Despite this energy cost, there is a powerful scientific and practical case for Artificial Intelligence as a climate ally in climate change actions. Artificial intelligence leverages deep learning architectures, large-scale data assimilation, and spatiotemporal neural networks to process petabyte-scale atmospheric datasets — enabling high-resolution climate modelling, and can accelerate our understanding and execution in the fight against climate change. The World Economic Forum identifies five key domains where AI is already making measurable contributions. In energy systems, AI is transforming how electricity grids operate. DeepMind's collaboration with wind energy operators demonstrated that machine learning could boost the economic value of wind power by 20% by more accurately predicting turbine output. AI is also accelerating the interconnection of new renewable energy projects to electricity grids — a process that currently takes years due to complex engineering studies, and which AI models could streamline dramatically. In climate science, hybrid AI-physics models are producing more accurate regional climate projections than traditional General Circulation Models (GCMs) alone, particularly for extreme precipitation events. Tools like Google's FloodHub and the University of Leeds' IceNet are processing satellite and sensor data in real time to issue life-saving flood and sea-ice warnings. For the approximately four billion people already living in climate-vulnerable regions, these systems are not abstract — they are survival infrastructure. In materials discovery, AI systems are accelerating the search for next-generation battery chemistries, more efficient solar-cell materials, and carbon-capture compounds. The IEA estimates that nearly half of the emissions reductions needed by 2050 will require technologies not yet fully commercialised. AI is the most powerful tool for compressing the timeline from laboratory discovery to commercial deployment. By enabling the integration of intermittent renewable energy (wind and solar), real-time supply and demand balancing, cutting energy waste, and infrastructure optimisation, artificial intelligence (AI) in smart grid optimisation helps combat climate change.

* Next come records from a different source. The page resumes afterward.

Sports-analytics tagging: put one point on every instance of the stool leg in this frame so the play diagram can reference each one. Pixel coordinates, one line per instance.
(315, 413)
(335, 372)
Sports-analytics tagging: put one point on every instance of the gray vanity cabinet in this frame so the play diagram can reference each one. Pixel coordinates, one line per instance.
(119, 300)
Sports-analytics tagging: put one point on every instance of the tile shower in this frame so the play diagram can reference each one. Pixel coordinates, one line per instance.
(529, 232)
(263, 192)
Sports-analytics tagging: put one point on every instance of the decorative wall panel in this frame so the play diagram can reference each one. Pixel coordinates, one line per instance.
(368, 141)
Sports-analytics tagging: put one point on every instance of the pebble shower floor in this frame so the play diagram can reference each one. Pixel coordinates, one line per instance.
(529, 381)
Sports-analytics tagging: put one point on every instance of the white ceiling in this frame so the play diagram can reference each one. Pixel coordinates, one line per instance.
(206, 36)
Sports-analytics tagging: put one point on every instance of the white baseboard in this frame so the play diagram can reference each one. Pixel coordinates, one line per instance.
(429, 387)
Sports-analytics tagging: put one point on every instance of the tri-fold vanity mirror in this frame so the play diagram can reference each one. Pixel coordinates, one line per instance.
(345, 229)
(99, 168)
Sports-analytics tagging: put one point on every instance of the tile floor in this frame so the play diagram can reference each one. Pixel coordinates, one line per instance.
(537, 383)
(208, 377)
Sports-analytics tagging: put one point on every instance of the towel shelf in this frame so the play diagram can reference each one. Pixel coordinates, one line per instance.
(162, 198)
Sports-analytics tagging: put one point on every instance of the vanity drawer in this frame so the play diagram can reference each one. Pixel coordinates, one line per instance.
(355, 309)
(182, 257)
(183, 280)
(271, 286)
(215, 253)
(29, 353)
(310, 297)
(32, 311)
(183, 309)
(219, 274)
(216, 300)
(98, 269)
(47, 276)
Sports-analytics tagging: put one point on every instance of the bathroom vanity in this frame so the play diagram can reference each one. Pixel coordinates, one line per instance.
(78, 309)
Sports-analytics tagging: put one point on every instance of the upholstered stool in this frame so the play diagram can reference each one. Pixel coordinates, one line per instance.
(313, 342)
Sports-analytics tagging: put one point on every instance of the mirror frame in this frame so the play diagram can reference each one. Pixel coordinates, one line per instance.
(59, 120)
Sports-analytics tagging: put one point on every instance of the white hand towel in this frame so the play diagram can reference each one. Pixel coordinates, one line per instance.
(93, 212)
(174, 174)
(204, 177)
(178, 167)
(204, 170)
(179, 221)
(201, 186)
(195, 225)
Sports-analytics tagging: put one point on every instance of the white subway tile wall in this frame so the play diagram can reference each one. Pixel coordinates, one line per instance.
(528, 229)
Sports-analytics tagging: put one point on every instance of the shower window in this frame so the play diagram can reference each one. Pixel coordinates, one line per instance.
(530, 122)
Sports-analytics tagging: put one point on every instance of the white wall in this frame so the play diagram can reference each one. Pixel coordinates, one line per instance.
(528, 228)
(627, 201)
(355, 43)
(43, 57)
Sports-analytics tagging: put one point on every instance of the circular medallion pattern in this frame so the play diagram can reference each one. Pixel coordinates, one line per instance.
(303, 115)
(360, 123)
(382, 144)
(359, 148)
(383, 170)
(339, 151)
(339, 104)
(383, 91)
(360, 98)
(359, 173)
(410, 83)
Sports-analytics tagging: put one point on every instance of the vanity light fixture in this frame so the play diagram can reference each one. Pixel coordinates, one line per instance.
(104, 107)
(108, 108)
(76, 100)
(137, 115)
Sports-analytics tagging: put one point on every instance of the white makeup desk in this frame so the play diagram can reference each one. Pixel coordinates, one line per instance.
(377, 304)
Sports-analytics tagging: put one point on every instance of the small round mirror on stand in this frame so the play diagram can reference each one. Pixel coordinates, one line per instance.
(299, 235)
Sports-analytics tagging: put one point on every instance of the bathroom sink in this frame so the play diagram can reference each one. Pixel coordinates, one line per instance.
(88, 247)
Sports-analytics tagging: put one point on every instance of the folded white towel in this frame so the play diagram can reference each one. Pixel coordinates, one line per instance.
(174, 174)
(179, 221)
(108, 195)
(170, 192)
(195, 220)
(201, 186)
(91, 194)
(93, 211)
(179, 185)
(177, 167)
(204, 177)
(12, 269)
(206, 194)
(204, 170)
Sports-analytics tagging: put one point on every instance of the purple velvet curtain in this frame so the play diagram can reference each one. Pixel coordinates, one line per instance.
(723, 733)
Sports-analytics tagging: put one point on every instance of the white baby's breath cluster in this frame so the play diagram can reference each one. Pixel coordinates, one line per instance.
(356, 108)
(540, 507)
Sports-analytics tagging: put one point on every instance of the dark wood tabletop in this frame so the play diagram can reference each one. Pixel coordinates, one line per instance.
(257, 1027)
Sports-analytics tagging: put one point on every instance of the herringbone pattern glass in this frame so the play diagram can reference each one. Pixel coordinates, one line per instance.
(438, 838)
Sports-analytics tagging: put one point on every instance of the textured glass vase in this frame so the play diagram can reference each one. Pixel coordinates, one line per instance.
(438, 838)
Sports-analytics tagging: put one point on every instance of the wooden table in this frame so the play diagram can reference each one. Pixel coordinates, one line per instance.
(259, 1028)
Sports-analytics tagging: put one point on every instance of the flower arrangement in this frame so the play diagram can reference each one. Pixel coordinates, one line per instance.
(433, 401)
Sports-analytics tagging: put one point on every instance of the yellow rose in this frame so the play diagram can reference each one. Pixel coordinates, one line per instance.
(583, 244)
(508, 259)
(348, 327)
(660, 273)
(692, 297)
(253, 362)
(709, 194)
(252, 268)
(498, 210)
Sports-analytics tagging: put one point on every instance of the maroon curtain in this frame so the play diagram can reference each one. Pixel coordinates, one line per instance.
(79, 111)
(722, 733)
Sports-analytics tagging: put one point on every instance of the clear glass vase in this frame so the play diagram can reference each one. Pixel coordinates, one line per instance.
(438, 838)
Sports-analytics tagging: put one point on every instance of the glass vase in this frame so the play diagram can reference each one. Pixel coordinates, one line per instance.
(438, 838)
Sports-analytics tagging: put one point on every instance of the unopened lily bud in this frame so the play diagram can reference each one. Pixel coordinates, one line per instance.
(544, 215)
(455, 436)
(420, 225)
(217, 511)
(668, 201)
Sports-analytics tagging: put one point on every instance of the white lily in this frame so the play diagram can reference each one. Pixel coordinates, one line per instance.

By improving grid efficiency, aiding predictive maintenance to avoid outages, and enabling cleaner energy management, artificial intelligence (AI) lowers greenhouse gas emissions.


Conclusion

The paradox of Artificial Intelligence in climate change actions is not ultimately a technical problem — it is a governance problem. The technology exists to make AI a powerful net positive for the climate. Efficient algorithms, clean-grid data centers, mandatory reporting, and equitable deployment of AI climate tools are all achievable with existing knowledge. What is missing is the policy architecture and collective will to implement them. The International Energy Agency characterises the present era as the dawn of a new electrical age, wherein the convergence of artificial intelligence, electric vehicle proliferation, and large-scale industrial electrification is fundamentally restructuring global energy demand patterns. Among the sectors emerging from this transformation, data centers stand as a critical inflection point — representing one of the few industries where carbon emissions are projected to follow an upward trajectory through 2030, even under the most optimistic decarbonization scenarios. Consequently, the strategic decisions being made today regarding data center geographic siting, power procurement infrastructure, and the purposeful deployment of AI workloads carry disproportionate long-term consequences for global climate trajectories and energy system sustainability. Yet, when strategically aligned with sustainability objectives, AI possesses the computational capacity to fundamentally reverse this trajectory — optimising grid-scale renewable energy distribution, accelerating the discovery of next-generation carbon-capture materials, and enhancing the predictive precision of climate models beyond the reach of conventional methodologies.